Background: To compare the clinical, esthetic, and patient-reported outcomes of the vestibular incision subperiosteal tunnel access (VISTA) technique and the modified tunnel (mTunnel) technique, both combined with connective tissue grafts (CTGs), for treating recession type 1 (RT1) single gingival recessions.
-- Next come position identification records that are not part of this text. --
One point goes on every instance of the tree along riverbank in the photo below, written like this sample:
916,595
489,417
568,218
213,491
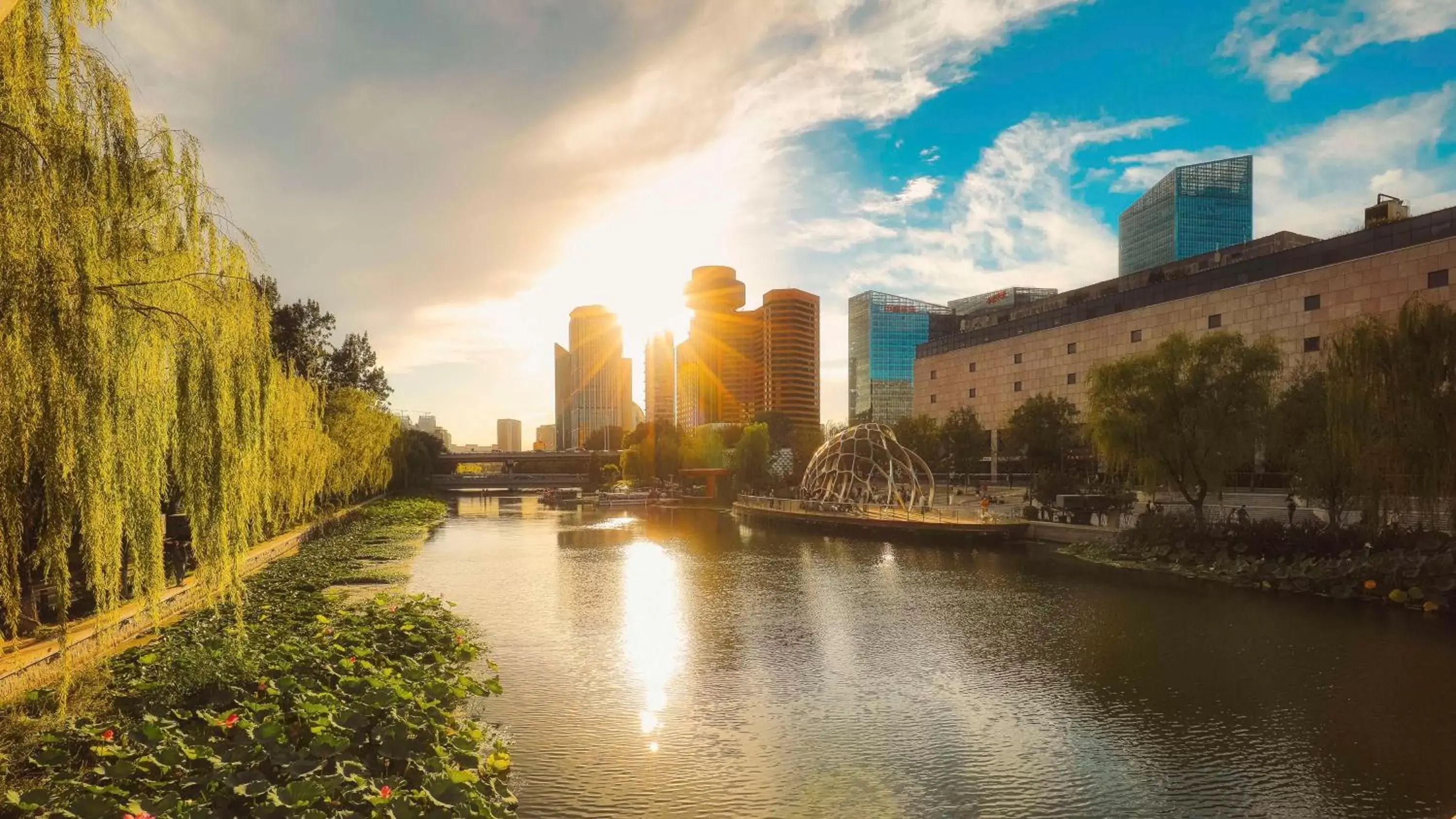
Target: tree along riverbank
302,702
1414,569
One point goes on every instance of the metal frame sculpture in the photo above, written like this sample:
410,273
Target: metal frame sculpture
865,464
Methods: A total of 24 patients with single non-molar RT1 recessions were randomly assigned to the VISTA + CTG or the mTunnel + CTG group. A blinded examiner assessed the recession reduction (RecRed), mean root coverage (MRC), complete root coverage (CRC), keratinized tissue width, patient-reported outcomes, and root coverage esthetic score (RES).

Results: At 12 months, both groups achieved significant recession reduction. However, there were no significant differences in RecRed and MRC between the groups (VISTA: 2.38 ± 0.96 mm and 90.28 ± 18.06%, mTunnel: 2.08 ± 1.10 mm and 81.25 ± 29.16%; P = 1 and P = 0.834, respectively). The CRC was significantly higher in the VISTA group (VISTA: 75%, mTunnel: 50%; P < 0.001). Both groups obtained high RES scores (VISTA: 8.75 ± 1.14, mTunnel: 7.75 ± 2.99, P = 0.786), but the mTunnel group demonstrated significantly less scar formation (P = 0.014).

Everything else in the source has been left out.